ERO reports its Q1 2026 results today against a backdrop of sharp price losses and widespread sector-wide pressure — the question is whether the copper story still holds at these levels.
The price decline dominates the setup. ERO has fallen 15% over the past month and another 11% in the past week alone, closing at CAD 33.35. The selling is not isolated: close peers FM dropped nearly 10% on the week, HBM fell 6.5%, and LUN lost 6.7%. The whole copper complex is under pressure, making it harder to read stock-specific signals from the price action alone.
Short sellers are not the driver here. ERO's short interest stands at just 1.85% of the free float — a modest level by any measure — and the borrow market remains extremely loose. Availability is ample, with cost to borrow running below 1% at 0.67% annualised. The ORTEX short score of 31 is well within normal territory. Short interest has edged up roughly 7% over the past week, but from a low base, this reflects sector sentiment rather than a meaningful directional bet against ERO specifically.
The valuation case provides an interesting counterweight to the bearish price action. At a P/E near 6.3x and an EV/EBITDA of roughly 4.3x, ERO looks cheap in absolute terms. The analyst mean price target of CAD 47.46 implies upside of around 42% from current levels — though with no recent analyst changes logged in the data, that consensus reflects positioning from late April rather than any fresh post-selloff reassessment. The EV/EBIT ratio of 3.75x and an earnings yield near 16% underscore that the market is pricing in meaningful execution risk, particularly on the capital expenditure side: the company is running capex of over $300 million against operating cash flow of roughly $500 million.

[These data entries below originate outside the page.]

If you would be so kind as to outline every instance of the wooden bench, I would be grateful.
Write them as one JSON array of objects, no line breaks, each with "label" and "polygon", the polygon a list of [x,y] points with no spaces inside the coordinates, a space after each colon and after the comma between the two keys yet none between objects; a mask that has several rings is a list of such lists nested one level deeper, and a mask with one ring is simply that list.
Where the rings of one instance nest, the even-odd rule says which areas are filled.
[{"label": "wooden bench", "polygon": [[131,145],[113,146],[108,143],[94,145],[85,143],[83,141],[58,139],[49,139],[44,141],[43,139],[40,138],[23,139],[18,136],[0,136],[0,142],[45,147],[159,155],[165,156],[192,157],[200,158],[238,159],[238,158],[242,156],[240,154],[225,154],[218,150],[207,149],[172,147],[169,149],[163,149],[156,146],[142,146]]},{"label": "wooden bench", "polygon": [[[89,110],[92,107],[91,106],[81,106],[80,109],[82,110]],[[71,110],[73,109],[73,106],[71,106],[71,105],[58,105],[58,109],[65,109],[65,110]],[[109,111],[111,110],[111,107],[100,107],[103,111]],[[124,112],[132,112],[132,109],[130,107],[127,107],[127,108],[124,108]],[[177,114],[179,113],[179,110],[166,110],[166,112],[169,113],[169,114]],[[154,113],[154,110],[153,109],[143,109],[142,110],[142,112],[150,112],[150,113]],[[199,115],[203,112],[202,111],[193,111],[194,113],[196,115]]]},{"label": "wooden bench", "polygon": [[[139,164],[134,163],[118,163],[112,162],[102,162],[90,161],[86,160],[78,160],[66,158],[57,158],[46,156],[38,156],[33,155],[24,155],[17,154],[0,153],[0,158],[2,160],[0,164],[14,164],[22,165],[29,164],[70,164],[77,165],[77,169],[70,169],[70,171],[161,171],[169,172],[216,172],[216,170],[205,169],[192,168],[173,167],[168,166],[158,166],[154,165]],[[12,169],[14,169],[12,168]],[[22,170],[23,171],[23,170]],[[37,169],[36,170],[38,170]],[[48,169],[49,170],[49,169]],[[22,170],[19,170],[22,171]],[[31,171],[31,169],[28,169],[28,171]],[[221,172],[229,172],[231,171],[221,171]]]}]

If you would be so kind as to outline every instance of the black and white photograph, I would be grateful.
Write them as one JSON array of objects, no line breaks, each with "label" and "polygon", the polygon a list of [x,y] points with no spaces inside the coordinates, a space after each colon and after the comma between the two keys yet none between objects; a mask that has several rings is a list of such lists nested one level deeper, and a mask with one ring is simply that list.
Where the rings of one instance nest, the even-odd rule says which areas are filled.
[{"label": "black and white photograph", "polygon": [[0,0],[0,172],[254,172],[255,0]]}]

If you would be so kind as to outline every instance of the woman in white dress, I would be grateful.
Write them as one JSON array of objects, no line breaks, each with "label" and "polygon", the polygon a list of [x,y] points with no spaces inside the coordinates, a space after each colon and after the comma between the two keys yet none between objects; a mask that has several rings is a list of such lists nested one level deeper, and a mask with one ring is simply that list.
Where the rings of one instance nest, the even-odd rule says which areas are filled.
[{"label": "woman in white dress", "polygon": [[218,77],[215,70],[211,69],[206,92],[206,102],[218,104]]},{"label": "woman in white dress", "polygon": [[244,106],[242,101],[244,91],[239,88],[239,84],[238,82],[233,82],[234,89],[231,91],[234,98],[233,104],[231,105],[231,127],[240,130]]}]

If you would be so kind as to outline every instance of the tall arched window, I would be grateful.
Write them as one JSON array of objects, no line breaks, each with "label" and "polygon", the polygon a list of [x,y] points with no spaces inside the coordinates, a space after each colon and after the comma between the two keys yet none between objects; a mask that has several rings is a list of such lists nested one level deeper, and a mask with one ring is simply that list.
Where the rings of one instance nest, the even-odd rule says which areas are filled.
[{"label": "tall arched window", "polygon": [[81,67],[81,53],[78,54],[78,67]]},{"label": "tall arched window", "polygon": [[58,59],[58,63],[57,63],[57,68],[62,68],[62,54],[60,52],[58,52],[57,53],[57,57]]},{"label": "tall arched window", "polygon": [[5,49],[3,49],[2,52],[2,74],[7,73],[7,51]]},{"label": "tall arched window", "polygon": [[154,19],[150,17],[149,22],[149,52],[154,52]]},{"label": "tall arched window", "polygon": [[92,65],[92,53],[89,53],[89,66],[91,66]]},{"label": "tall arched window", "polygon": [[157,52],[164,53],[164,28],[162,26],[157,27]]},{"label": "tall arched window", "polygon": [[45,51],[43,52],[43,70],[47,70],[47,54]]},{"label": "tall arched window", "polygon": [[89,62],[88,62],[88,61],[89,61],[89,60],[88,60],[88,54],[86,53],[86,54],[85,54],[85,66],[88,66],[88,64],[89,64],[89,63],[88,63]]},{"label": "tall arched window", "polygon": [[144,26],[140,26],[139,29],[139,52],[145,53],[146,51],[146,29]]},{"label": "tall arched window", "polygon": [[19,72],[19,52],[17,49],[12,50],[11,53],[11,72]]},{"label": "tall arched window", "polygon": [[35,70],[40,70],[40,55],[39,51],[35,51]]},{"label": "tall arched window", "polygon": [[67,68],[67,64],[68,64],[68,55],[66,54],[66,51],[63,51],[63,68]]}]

The ownership picture adds one notable detail. The Founder and Executive Chairman David Strang sold approximately 465,000 shares in January — worth roughly $14 million — and has since reduced his reported holding by 1 million shares. That selling occurred at prices between $39 and $52, well above today's level. Fidelity International and FMR (Fidelity's US arm) together hold over 21% of shares and added substantially to their positions in recent reporting periods, providing a counterbalancing institutional anchor.
The print will test whether ERO's operational execution — and any copper price outlook commentary — is strong enough to arrest a decline that has now wiped out a significant chunk of the year-to-date gains its peer group had built up.